AIHCR Soroti Kasus Perdagangan Orang di NTT
A
A
A
JAKARTA - Tindak Pidana Perdagangan Orang (TPPO) adalah masalah serius di Indonesia. Dalam waktu kurang dari 10 tahun, Indonesia tidak hanya menjadi negara pengirim korban dan tempat transit, tetapi juga menjadi negara tujuan bagi pelaku perdagangan orang untuk memperdagangkan para korban dari luar Indonesia.
Meskipun perekonomian di Indonesia dinyatakan terus meningkat, namun peningkatannya dinilai hanya pada sektor-sektor tertentu dan belum dirasakan secara langsung manfaatnya oleh pekerja migran.
Proses migrasi masih saja ada yang non-prosedural, bahkan tetap subur saat diberlakukan moratorium pengiriman tenaga kerja, bahkan yang berangkat prosedural pun bisa pulang sebagai non-prosedural.
Akibatnya pekerja migran Indonesia mengalami eksploitasi, dianiaya, bahkan banyak diantara mereka dilacurkan dan dieksploitasi secara seksual, dan di antaranya berakhir kehilangan nyawa dan mengalami kelumpuhan permanen.
Polda NTT mencatat sejak Januari-Juli 2018 telah menangani 25 kasus TPPO dengan korban 37 orang. Sementara itu data yang masuk kepada Wakil Indonesia untuk AICHR dari LSM PADMA sejak 1 Januari 2018 hingga 6 Oktober 2018 ada 86 jenazah pekerja migran asal Nusa Tenggara Timur dan tidak menutup kemungkinan mereka juga adalah korban TPPO.
Untuk pertama kali dalam sejarah, Wakil Indonesia untuk AICHR (Komisi Hak Asasi Manusia Antar Pemerintah ASEAN), Dinna Wisnu mendorong secara konkret pemberantasan TPPO hingga ke level daerah.

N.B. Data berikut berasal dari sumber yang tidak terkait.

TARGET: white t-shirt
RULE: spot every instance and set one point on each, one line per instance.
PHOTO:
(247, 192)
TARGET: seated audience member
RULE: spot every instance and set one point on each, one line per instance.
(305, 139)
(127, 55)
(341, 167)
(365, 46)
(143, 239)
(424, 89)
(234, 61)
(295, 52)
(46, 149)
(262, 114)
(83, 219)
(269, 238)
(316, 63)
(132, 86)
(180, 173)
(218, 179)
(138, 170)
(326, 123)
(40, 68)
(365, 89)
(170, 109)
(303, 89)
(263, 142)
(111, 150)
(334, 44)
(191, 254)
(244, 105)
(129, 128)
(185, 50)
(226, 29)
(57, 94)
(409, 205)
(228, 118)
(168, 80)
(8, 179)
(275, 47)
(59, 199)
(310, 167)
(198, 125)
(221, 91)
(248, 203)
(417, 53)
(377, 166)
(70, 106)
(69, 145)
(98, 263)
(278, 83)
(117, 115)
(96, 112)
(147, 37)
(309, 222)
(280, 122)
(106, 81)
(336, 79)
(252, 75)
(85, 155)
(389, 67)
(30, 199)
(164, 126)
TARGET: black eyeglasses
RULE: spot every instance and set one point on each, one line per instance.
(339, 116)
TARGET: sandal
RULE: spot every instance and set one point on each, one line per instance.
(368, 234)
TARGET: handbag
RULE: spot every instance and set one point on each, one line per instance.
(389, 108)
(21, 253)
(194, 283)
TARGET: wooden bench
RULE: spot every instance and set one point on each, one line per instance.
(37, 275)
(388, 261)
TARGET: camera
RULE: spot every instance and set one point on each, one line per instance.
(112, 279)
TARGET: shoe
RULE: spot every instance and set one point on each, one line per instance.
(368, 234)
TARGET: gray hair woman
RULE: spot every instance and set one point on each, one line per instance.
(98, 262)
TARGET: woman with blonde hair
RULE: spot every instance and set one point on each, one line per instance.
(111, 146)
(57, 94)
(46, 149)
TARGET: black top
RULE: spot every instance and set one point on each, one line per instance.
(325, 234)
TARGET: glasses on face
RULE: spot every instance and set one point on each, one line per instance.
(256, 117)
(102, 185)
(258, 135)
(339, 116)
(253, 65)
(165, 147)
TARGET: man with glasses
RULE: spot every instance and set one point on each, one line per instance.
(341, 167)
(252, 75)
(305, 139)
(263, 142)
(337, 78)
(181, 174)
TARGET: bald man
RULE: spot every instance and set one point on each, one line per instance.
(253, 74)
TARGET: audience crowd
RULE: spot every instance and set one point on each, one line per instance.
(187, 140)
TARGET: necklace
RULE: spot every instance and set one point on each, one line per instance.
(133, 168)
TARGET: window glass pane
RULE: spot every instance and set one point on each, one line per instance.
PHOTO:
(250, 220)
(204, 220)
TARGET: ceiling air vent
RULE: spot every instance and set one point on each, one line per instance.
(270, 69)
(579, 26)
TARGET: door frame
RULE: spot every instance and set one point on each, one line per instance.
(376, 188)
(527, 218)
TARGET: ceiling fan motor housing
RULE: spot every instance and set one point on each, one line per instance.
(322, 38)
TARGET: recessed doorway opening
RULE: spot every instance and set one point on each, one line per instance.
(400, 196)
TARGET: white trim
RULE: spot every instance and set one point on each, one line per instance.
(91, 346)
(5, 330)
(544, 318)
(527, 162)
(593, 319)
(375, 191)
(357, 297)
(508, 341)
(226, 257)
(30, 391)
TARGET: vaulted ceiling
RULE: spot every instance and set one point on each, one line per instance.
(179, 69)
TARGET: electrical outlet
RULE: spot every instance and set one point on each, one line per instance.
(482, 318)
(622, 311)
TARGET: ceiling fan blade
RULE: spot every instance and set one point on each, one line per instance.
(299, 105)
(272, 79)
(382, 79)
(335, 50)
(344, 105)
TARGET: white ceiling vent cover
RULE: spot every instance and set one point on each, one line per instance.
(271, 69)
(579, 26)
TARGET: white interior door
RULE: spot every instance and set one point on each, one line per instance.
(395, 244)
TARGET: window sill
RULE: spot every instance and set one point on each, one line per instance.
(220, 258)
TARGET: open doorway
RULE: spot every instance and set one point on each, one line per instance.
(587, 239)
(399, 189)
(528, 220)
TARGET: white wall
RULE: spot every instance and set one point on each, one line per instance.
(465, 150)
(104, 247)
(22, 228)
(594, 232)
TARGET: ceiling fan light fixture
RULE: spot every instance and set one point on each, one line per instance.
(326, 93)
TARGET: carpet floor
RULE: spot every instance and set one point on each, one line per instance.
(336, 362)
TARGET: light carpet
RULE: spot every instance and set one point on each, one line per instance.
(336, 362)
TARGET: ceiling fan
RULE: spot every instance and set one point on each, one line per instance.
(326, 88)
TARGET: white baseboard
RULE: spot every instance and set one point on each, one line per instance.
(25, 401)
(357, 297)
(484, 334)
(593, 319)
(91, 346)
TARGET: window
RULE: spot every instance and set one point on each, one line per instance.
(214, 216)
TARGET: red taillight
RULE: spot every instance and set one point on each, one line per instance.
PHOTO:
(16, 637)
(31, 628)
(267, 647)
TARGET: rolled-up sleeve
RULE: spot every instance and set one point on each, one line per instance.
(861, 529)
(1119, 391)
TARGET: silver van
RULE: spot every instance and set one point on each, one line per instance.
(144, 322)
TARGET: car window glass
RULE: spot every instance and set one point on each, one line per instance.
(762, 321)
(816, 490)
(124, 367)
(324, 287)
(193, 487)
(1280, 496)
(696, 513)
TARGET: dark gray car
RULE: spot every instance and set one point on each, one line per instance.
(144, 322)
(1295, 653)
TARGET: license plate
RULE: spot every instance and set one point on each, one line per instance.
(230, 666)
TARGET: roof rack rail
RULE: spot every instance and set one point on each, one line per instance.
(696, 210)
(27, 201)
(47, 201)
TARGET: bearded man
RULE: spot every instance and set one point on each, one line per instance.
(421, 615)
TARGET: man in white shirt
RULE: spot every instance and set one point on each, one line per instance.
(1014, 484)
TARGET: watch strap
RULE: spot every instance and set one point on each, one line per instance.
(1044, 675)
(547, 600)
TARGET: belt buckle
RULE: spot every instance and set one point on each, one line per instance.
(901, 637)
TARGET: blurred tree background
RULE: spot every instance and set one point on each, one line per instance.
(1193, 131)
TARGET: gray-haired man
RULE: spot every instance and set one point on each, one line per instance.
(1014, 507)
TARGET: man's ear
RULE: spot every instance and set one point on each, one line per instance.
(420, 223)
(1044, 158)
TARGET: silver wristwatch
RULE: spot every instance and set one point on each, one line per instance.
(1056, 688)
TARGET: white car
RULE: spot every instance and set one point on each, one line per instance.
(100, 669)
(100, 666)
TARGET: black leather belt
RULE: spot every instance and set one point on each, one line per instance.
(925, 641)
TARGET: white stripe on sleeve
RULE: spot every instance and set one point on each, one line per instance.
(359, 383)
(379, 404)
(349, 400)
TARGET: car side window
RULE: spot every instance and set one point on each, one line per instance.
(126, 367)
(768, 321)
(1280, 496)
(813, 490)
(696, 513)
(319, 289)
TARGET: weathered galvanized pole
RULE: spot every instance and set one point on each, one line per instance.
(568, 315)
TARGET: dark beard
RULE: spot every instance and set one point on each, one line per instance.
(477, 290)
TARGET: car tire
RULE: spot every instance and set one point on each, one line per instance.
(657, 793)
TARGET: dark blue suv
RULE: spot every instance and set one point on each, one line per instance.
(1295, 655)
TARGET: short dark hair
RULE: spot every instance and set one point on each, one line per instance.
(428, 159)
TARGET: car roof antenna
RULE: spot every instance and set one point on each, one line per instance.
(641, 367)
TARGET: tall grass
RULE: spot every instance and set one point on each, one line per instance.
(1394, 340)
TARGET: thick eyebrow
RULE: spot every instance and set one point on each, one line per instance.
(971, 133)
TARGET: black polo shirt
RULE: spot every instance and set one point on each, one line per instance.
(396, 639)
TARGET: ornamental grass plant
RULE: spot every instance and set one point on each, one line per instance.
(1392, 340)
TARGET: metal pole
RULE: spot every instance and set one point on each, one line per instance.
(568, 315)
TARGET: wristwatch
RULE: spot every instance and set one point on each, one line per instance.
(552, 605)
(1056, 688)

Ini merupakan tahun ketiga Dinna secara aktif memantau situasi di lapangan dan berupaya membangun kerja sama di level daerah, nasional dan regional dan akhirnya mengambil jalan untuk secara khusus memberi perhatian pada Nusa Tenggara Timur sebagai daerah percontohan pemberantasan TPPO.
“Memang ada wilayah lain juga di Indonesia yang bermasalah dalam hal perdagangan orang, seperti di Jawa Barat, Batam, dan Kalimantan, tetapi sebagai awal, memberi perhatian pada NTT akan mengungkap banyak hal dan membangun pemahaman yang lebih baik tentang cara penanganan masalah secara nasional maupun regional," tutur Dinna dalam keterangan persnya kepada SINDOnews, Rabu (10/10/2018).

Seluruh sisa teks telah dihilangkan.